Das liegt einerseits an dem großen bürokratischen Aufwand im Falle einer
Geschlechtsangleichung, andererseits an den vielen juristischen Schwächen des
Transexuellengesetzes (TSG). Das TSG trat 1980 in Kraft, wurde aber im Laufe
der Jahre häufig geändert, da viele Inhalte auf Beschwerden von Betroffenen hin
vom Bundesverfassungsgericht für verfassungswidrig erklärt wurden.

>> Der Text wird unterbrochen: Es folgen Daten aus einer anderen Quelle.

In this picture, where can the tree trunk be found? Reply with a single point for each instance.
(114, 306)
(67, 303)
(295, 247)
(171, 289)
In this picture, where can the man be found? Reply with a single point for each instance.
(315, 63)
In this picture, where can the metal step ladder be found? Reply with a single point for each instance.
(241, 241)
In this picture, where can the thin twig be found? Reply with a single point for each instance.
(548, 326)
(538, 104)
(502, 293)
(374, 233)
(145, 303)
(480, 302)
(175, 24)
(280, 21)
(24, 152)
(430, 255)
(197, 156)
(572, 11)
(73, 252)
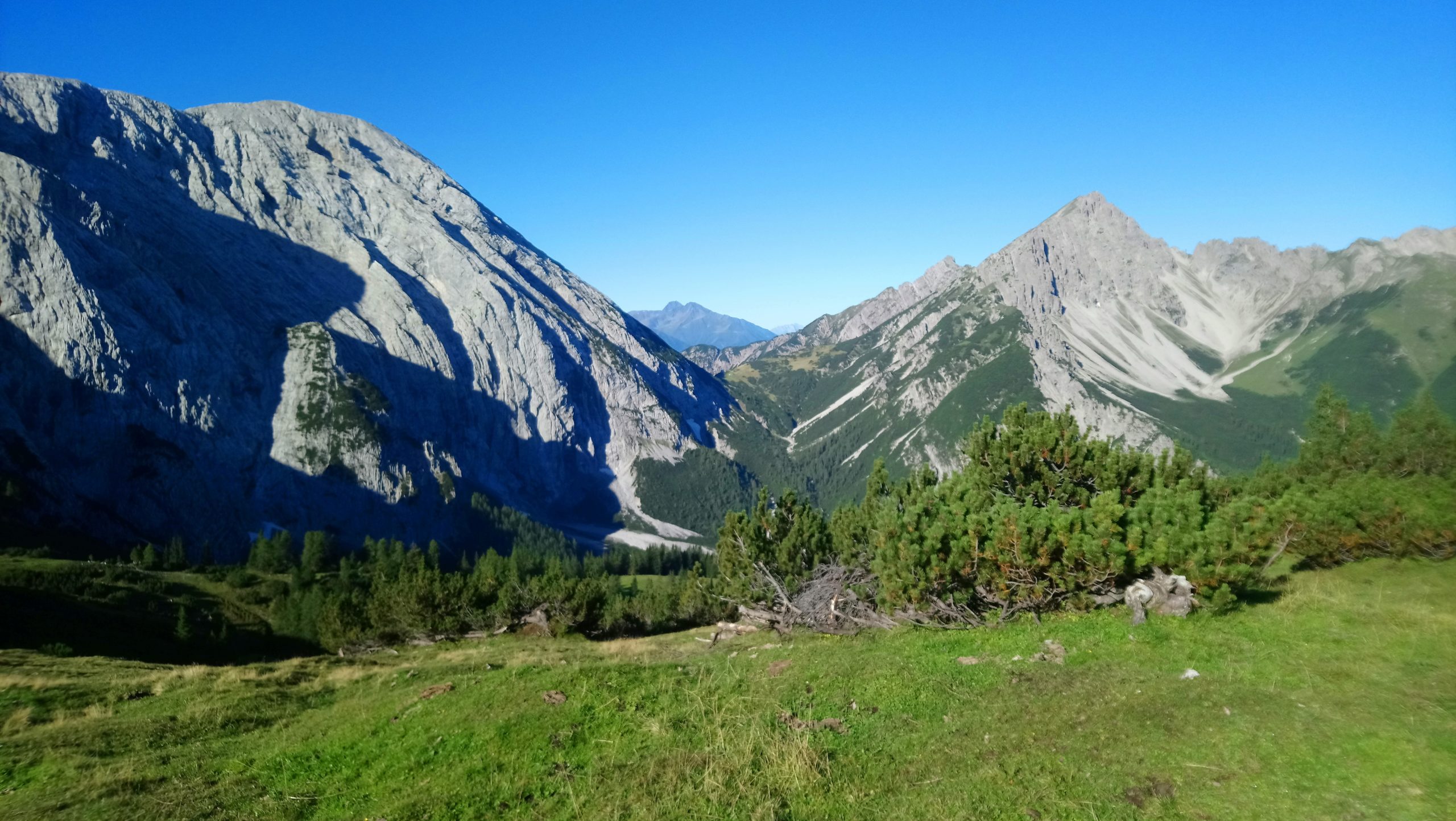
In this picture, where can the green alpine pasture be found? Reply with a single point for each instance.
(1333, 696)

Beispielsweise durften Personen unter 25 Jahren im ersten Entwurf des TSG weder
eine Vornamensänderung („kleine Lösung“) noch eine Personenstandsänderung
(„große Lösung“) durchführen. Auch ging das TSG ursprünglich davon aus, dass
alle Trans-Personen heterosexuell seien. Folglich konnte die „kleine Lösung“,
also die Vornamensänderung, vom Gesetzgeber wieder rückgängig gemacht werden,
wenn die Person eine andere des gleichen Geschlechts heiratete oder innerhalb
von 300 Tagen nach der Namensänderung ein Kind bekam. Eine der heftigsten
Forderungen des TSG an die betroffenen Personen war aber der erforderliche
Nachweis einer Sterilisation, um den Personenstand ändern lassen zu können.

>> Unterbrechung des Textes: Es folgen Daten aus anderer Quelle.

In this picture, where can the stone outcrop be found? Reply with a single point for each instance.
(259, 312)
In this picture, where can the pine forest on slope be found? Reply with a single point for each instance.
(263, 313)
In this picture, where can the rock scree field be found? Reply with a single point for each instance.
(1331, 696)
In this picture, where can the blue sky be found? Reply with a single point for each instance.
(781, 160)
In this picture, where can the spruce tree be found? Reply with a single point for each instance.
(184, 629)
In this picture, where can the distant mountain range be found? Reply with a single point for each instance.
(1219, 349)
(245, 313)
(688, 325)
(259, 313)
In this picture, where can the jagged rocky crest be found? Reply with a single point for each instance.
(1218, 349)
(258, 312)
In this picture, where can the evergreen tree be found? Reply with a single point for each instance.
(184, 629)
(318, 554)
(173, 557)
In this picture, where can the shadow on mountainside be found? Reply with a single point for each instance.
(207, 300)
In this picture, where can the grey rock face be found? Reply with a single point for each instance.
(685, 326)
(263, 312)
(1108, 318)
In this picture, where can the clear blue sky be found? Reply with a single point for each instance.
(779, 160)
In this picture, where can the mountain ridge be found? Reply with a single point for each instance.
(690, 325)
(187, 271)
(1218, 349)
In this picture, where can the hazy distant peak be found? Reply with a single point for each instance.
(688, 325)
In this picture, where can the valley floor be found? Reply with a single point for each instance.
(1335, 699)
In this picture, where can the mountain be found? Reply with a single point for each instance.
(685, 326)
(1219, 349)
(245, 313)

Noch bis 2011 wurde das TSG auf diese Weise umgesetzt und bis heute kann der
Personenstand nicht rückwirkend, also auch auf der Geburtsurkunde, geändert
werden. Neben dem Paragraphendschungel stellt die Kostenübernahme durch die
Krankenkassen ein Problem dar. Diese sind zwar gesetzlich zur Kostenübernahme
verpflichtet. Welche Eingriffe und Behandlungen die Kassen aber tatsächlich übernehmen,
variiert stark. Generell ist die Bürokratisierung des Verfahrens – allein für
eine Vornamensänderung – eine unzumutbare Belastung. Die Person muss demnach
mindestens drei Jahre in der Geschlechterrolle „leben“, der sie sich „zugehörig“
fühlt, und sich diese „Zugehörigkeit“ von zwei unabhängigen Gutachter_Innen vor
dem Amtsgericht bestätigen lassen. Für Jugendliche, die ihr Geschlecht
angleichen wollen, gibt es daneben noch eine andere Hürde: die eigenen Eltern.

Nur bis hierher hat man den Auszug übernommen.